The Portable Library of Korean Literature • Short Fiction • 13 • Jimoondang Publishing • Seoul
UPDATE – I have been contacted by the folks at Azalea Journal who are eager to have you know that they are publishing an entirely new version of this work, translated by the estimable Heinz Insu Fenkl. The book reviewed here is NOT the new edition!

Yi Mun-yol’s An Appointment with My Brother is a full-fledged political lecture wrapped in the garb of a short novel. Yi makes no effort to hide the fact that the central discussion is, in many ways, a minor part of the formal plot, although it is also quite clearly the important part of the novel. It is to Yi’s credit that he personalizes his protagonists so well that, even as they (The two step-brothers as well as a businessman who appears in the novel) argue what is essentially predictive political theory, both the story and the argument seem lively and important.

The plot is fairly mechanical. The narrator meets with his stepbrother, a child from their father’s second marriage. The father’s second marriage occurred after he defected from South to North Korea. This plot is reminiscent of Yi’s own life, which was substantially complicated, both economically and politically, by the fact that his father defected to North Korea. The meeting takes place in China and the meeting is between stepbrothers because their father, whom the narrator had initially hoped to meet, has died.

The meeting between separated brothers is an old trope in Korean modern literature, “In Korean popular discourse, the division of the peninsula into two separate nations after the Korean War is often symbolized as two brothers who, in the shadow of their parents’ death, are tragically separated across an artificially imposed national line.” (Wood 129) Presaged by political discussions between the narrator and, successively a businessman and a professor, when the two brothers meet the conversation becomes a nationalistic one with each brother retreating to the platitudes of his homeland. This leads to some fairly crackling interactions, including one of my favorite passages:

I heard that the traitorous plutocrats have millions of square meters of land, and that all the scenic places are taken up by their deluxe villas where they cavort with young whores.

That’s some funny writing and also does a good job of relaying the overblown oratory-style the North Koreans sometimes use when discussing the South at the same time it limns the lack of sophistication of the North Korean brother.
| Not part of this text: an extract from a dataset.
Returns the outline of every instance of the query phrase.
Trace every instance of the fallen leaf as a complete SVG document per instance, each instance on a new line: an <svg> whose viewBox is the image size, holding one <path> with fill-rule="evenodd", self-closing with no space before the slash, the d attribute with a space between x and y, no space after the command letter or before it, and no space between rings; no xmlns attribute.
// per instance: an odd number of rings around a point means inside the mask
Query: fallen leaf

Other characters have similarly vivid personalities and Yi does an excellent job of weaving them in and out of the story.

The brothers struggle to find common ground and in a very “Korean” scene, their differences are bridged by drinking soju, and the brothers perform a joint memorial service for their father. Nationalist sentiments never quite quit intruding, there is an amusing scene in which the brothers argue over the meaning of their offerings to their father, but in the end familial unity is restored and a sort of judgment seems to be reached, when the Northern brother accepts a gift of cash from the Southern one. This action also echoes one of the ongoing political themes of the novel, that re-unification may end up being an economically costly process. That is only one of the political/economic options the book explores with respect to re-unification, and it is one of the minor miracles of the book that Yi makes all the options/predictions stand on their own two legs; in most cases he is quite good at leaving judgments out of his text.

This is a suprisingly light and entertaining read.